Dann habe ich noch eine Nachricht von Georgina, in der sie sich entschuldigt, dass sie mich auf der Party alleine gelassen hat. Allerdings kann ich es ihr nicht einmal übel nehmen, da ich es selbst nicht gemerkt habe und ja anscheinend anderweitig beschäftigt gewesen bin.

Außerdem habe ich auch ein paar Nachrichten von Alex, in denen er mich fragt, ob ich Spaß habe und dass ich ihn jederzeit anrufen kann, wenn etwas ist.

Augenblicklich zieht sich mein Herz zusammen. Rein theoretisch habe ich gerade Alex betrogen. Mit seinem Erzfeind.

Oh, Halleluja.

Und dann fällt es mir wie Schuppen vor Augen. Nein. Oh mein Gott.

Eine neue Welle der Übelkeit auf einem ganz hohen Level durchströmt mich.

Kann es sein, dass... ich mit Sawyer... geschlafen habe?

»Lauren?«, höre ich plötzlich eine raue und verschlafene Stimme hinter mir, die mir eine Gänsehaut beschert.

Langsam drehe ich mich zu dem Bett um, in dem sich Sawyer befindet, der die Augen nun geöffnet hat und mich ansieht.

Ich schlucke schwer, da ich nicht weiß, was ich sagen geschweige denn tun soll. Außer ihn anstarren, so wie ich es jetzt gerade mache. Doch ich merke, dass mein schlechtes Gewissen mit jeder Sekunde, die ich länger bei Sawyer verbringe, größer und größer wird.

Wenn sich rumspricht, dass ich Alex mit Sawyer betrogen habe, dann wäre mein schulisches Leben schon vorbei, bevor es überhaupt erst richtig angefangen hat.

Und ich kann nichts dagegen tun. Ich habe es einfach verbockt.

»Ich gehe jetzt«, flüstere ich ihm deshalb nur leise zu.
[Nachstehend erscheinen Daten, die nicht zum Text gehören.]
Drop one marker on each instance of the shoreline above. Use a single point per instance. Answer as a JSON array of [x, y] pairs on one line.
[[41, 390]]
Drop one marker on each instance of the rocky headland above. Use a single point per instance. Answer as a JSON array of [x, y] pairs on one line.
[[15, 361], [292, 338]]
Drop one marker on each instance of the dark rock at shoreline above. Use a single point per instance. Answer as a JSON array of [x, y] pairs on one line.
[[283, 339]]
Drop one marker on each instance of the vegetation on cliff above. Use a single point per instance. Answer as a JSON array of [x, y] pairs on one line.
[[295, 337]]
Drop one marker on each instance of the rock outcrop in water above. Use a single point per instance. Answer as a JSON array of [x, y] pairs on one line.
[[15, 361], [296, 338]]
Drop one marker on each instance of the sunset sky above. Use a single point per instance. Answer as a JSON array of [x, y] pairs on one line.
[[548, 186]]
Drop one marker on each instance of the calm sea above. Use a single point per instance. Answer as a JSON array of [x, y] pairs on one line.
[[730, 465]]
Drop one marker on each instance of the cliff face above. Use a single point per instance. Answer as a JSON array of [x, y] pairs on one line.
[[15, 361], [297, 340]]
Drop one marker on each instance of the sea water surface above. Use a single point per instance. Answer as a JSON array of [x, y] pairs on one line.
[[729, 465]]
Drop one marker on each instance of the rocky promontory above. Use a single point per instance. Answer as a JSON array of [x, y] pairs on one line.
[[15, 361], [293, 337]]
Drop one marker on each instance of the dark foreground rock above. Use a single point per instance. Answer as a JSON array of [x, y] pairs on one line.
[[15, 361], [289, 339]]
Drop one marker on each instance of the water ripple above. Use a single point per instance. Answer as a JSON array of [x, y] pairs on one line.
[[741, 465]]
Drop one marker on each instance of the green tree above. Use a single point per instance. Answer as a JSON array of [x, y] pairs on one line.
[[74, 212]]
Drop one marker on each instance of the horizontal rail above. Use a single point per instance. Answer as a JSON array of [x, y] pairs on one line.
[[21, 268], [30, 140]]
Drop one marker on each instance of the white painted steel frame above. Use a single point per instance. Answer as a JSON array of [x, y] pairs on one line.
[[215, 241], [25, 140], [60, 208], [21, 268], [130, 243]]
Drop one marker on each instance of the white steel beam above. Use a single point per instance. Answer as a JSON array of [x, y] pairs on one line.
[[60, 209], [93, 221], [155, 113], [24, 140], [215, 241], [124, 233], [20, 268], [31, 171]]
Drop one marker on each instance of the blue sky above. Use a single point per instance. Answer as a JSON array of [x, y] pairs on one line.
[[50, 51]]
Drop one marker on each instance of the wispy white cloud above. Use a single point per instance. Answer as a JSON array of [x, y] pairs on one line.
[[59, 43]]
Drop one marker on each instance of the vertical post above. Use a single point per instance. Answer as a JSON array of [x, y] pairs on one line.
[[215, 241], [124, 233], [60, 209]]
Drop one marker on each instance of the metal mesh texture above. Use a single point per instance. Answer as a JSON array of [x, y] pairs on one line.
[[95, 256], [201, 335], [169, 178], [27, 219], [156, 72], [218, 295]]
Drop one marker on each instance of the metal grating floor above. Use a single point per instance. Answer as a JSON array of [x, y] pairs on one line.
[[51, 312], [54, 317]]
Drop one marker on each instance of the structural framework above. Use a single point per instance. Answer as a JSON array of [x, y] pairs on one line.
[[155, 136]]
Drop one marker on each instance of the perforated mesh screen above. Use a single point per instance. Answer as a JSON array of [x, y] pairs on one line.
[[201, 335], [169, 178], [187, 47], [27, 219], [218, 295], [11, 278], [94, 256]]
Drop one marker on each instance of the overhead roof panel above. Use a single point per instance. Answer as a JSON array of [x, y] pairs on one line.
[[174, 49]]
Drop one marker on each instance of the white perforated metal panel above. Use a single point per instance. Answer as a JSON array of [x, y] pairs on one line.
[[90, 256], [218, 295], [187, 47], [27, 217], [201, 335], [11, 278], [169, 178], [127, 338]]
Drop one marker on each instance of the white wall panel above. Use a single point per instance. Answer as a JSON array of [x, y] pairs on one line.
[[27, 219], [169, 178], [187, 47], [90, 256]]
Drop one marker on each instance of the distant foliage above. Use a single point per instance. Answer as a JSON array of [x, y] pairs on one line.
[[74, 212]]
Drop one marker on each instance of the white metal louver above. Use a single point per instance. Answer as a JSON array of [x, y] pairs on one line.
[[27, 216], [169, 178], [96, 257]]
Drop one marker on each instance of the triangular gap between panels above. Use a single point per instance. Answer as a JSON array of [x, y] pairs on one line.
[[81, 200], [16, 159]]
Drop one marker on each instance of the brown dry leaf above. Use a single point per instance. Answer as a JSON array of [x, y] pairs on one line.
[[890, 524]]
Dass ich niedergeschlagen bin, kann man deutlich aus meiner Stimme heraushören. Ich setze mich in Bewegung und gehe zur Türe. Kurz, bevor ich jedoch aus dem Raum verschwinden kann, sagt Sawyer erneut meinen Namen und ich halte inne. Ich drehe mich aber nicht um.

Gerade kann ich ihm einfach nicht ins Gesicht sehen. Er ist die Person, von der ich mich eigentlich fernhalten wollte. Und doch ist es dazu gekommen, dass ich wahrscheinlich sogar mit ihm geschlafen habe. Anscheinend muss ich es ja gewollt haben, denn wie heißt es so schön? Der wahre Charakter kommt zum Vorschein, wenn man betrunken ist.

Also bin ich kurz gesagt ein Flittchen, das sich trotz Freund, auch wenn wir nicht wirklich zusammen sind, an den nächstbesten heißen Arsch wirft. Und anscheinend hat es mir auch noch gefallen, sonst hätte ich diese ganze Scheiße nicht mal mitgemacht. Allerdings schaltet sich mein Gehirn auch gern bei zu viel Alkohol ab.

»Ich denke, wir sollten reden«, meint Sawyer in einem ruhigen Tonfall, während meine Wut immer größer wird. Schließlich drehe ich mich um und sehe ihn verärgert an.

»Wie kannst du nur so entspannt sein? Ich habe gerade meinen Freund betrogen! Und das ausgerechnet mit seinem größten Erzfeind. Wahrscheinlich ist das schon Neuigkeit Nummer eins, bevor ich überhaupt die Chance dazu habe, es Alex irgendwie ansatzweise schonend beizubringen! Außerdem weiß ich von eurem dämlichem Pakt Bescheid. Warum hast du dich nicht einfach daran gehalten und dir ein anderes Mädchen ausgesucht, mit dem du spielen kannst? Und zwar eines, dass zu eurer Gruppe gehört!«

Ich habe mich so in Rage geredet und habe mich ihm wieder unbewusst genähert. Fast hätte ich meine Finger in seine Brust gegraben. Doch da er kein T-Shirt trägt, beschließe ich, ihn vorsichtshalber nicht zu berühren.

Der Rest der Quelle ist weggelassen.